High-efficiency energy harvesting based on nonlinear Hall rectifier

TL;DR

This paper investigates the nonlinear Hall effect in noncentrosymmetric quantum materials to develop efficient energy harvesters and wireless chargers by analyzing power conversion efficiency and material properties.

Contribution

It introduces a theoretical framework for Hall rectifiers, linking nonlinear Hall effects to high-efficiency AC-DC power conversion and discusses promising materials for practical applications.

Findings

High power conversion efficiency achieved with large Hall angles.

The nonlinear feedback mechanism balances input and output power.

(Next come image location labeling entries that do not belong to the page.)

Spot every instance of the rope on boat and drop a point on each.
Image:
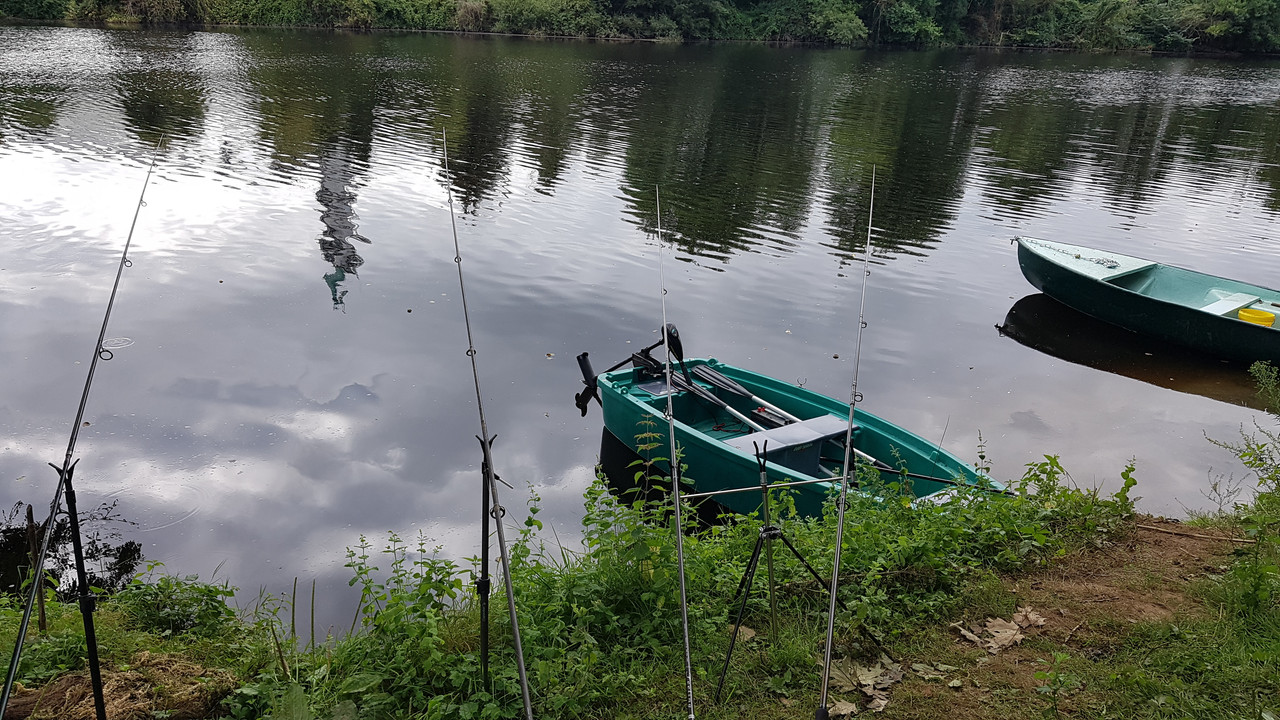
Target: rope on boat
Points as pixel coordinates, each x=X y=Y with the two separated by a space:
x=1105 y=261
x=675 y=469
x=64 y=486
x=844 y=477
x=487 y=469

Optimal load resistance enhances energy harvesting performance.

Abstract

Noncentrosymmetric quantum materials can convert AC input current into DC transverse current through the nonlinear Hall effect at zero magnetic field. We analyze the AC-DC power conversion efficiency of such ``Hall rectifier'' and suggest its application in wireless charging and energy harvesting. Our key observation is that the development of Hall voltage results in a change of longitudinal resistance, resulting in a violation of Ohm's law due to the nonlinear Hall effect. This feedback mechanism balances the input power and the output power and hence is crucial to understanding the power transfer from source to load. We derive a general expression for the power conversion efficiency in terms of material parameters, external load resistance, and input power. As the Hall current is perpendicular to the electric field and does not generate Joule heating by itself, we obtain high power conversion efficiency when the Hall angle (which increases with the input power) is large and the load resistance is optimized. Promising materials for high-efficiency Hall rectifiers are also discussed.